Sophomore Matt Whittle is one of these students. He has swim practice six to seven days a week, and worries that school ending later would give him less time to swim and do homework.
“It would just be pointless,” Whittle said.
Nonetheless, according to Phyllis Payne, the co-founder of the organization SLEEP (Start Later for Excellence in Education Proposal), Loudoun County, Virginia now has a school day from 9 a.m. to 3:50 p.m. and they have found a way to fit sports and other extracurricular activities into their schedule. “I’ve heard from parents and students there who say this time works best for them,” she said.
Kian Reno wouldn’t want school to start later either for the sake of sports.
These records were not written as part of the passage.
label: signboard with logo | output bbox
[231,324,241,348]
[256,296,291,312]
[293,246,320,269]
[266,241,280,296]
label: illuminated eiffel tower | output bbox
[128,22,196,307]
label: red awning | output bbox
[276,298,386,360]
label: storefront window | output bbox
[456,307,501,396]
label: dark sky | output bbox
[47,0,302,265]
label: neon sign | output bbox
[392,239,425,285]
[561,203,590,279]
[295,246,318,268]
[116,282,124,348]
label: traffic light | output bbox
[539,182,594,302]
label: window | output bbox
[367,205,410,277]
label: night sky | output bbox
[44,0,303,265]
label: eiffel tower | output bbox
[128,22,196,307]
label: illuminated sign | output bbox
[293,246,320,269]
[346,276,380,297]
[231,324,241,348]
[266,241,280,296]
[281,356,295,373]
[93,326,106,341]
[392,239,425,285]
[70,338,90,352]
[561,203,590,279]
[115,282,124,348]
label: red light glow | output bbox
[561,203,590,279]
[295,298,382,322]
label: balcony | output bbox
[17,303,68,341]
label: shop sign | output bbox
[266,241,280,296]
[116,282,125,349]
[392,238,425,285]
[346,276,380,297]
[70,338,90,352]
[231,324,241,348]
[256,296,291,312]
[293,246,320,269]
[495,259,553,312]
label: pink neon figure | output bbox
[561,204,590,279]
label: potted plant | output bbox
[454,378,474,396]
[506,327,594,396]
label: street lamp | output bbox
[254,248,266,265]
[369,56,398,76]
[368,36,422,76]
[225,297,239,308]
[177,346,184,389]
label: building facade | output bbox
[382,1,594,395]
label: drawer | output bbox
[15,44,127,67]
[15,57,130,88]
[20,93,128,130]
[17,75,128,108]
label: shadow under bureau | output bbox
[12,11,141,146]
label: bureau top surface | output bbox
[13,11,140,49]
Reno has a free first period because his mom made him after reading a book about sleep deprived teenagers.
Reno couldn’t imagine having a first period. “When I’m tired I don’t have the energy to participate in all the activities we’re supposed to do [in class],” the sophomore said.
“It does take some juggling of the schedule to keep everyone in the school system happy,” Emsellem said, acknowledging it can be seen as difficult to allow for both sufficient sleep and sports.
What most people don’t realize, according to Emsellem, is that, along with helping academic performance, sleep helps sports performance as well. “If you look at the schools who shifted to a later start time, they’re the ones with the winning [sports] teams.”
English and Speech & Debate teacher Janine Widman considers 8:30 a.m. as her ideal start time, but worries about how this would affect the productivity of students’ days. She thinks that students may just stay up later and as a result not get any additional sleep.
“We know that with later morning start times teens DO SLEEP MORE! It’s a myth that students will just stay up later — they don’t,” Payne said in an email interview.